New York, New Jersey, Connecticut and Rhode Islandannounced the formation of the "States for Gun Safety" coalition, a new multi-state partnership to combat gun violence, and invited other states from across the nation to join the new effort.
New York Gov. Andrew Cuomo joined Connecticut Gov. Dannel Malloy, New Jersey Gov. Phil Murphy and Rhode Island Gov. Gina Raimondo in unveiling the interstate initiative Thursday morning which will pool resources in an effort to combat gun violence.
The resources that will be shared among the states include research, law enforcement and intel.
The governors said states will be able to tackle issues related gun violence – including stopping the flow of black market guns, sharing information among law enforcement on individuals who may pose a violent threat and working on parallel tracks on gun safety legislation – while they wait for Congress and the President to take federal action.
"Gun violence is not a New Jersey problem, a New York problem, a Connecticut problem, a Rhode Island problem, or a problem for any particular state or region – it is a national problem,” Murphy said in a statement.
Under the "States for Gun Safety" coalition, the four states will create a multi-state task force to trace and intercept illegal guns in the region. They will also work together to gather information, while sharing information and response efforts related to gun violence. Participating states will also leverage collective investigative resources in order to determine coordinated plans for gun violence responses.
Cuomo said in a statement that rather than wait for the federal government to respond, the states decided "to take matters into our own hands."
Raimondo said in a statement that through the initiative they will "strengthen our gun laws and combat gun violence," while Malloy echoed similar sentiments saying that they cannot sit back and let guns into the hands of those who should not have them.
Participating states will also share information about individuals who are prohibited from purchasing or possessing a firearm within each state.
The governors also announced that their states will designate institutes of higher education to create the nation’s first Regional Gun Violence Research Consortium to assess gun violence data across disciplines like criminal justice, public health, public policy, and social welfare. The federal government has largely been prohibited from funding gun violence research since 1996.
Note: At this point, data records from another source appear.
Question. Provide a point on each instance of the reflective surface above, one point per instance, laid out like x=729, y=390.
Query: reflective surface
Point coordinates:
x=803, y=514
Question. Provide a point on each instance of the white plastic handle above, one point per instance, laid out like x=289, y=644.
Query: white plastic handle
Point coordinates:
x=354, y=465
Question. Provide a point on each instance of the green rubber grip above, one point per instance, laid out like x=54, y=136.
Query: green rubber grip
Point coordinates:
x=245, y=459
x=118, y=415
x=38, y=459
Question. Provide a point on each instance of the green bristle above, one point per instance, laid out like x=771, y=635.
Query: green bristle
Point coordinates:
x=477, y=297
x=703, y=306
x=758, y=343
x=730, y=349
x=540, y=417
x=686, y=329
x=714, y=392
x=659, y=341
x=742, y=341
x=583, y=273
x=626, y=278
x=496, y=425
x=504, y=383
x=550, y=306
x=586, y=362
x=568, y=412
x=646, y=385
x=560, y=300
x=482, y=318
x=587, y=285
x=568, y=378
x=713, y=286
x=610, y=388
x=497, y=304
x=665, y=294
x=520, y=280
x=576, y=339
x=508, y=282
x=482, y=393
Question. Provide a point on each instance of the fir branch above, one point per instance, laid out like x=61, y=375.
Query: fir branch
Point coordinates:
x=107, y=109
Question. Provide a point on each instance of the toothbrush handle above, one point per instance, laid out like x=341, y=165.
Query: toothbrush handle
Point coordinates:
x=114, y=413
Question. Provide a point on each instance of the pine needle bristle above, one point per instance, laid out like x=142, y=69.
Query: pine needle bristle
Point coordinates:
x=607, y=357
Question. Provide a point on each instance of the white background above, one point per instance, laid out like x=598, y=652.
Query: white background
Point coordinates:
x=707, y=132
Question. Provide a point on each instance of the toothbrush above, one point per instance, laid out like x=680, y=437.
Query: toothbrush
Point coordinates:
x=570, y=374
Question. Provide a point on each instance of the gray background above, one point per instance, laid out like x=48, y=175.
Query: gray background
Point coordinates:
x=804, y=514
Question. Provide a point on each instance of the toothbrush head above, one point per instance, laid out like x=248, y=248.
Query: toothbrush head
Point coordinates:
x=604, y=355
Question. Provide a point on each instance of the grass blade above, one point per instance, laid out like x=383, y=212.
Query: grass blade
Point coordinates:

The announcement comes a little more than a week after the most recent mass shooting that took place Feb. 14 when Nikolas Cruz, 19, opened fire at Marjory Stoneman Douglas High School in Parkland, Florida, killing at least 17, according to authorities.
Cruz was a former student at the school who had a string of run-ins with school authorities that ended with his expulsion, authorities say.
Following the shooting Murphy, a Democrat, said he was “staggered” at the news and said New Jersey would join “like-minded” states to come up with regional solutions.
Murphy has repeatedly called for enacting what he calls common sense gun safety measures. He head a round-table talk earlier this month on gun legislation.
In January, Murphy announced that he was rescinding a Chris Christie-era rule that made it easier for residents to acquire carry permits for handguns.
Following the shooting, Cuomo said in a statement that the fatal incident is “another painful and infuriating reminder of the inaction in Washington,” when it comes to gun safety laws.
In the aftermath of the Sandy Hook shooting in 2012, New York passed the strongest gun safety legislation in the nation, Cuomo said, adding that “it’s far past time that the rest of the nation follows suit.”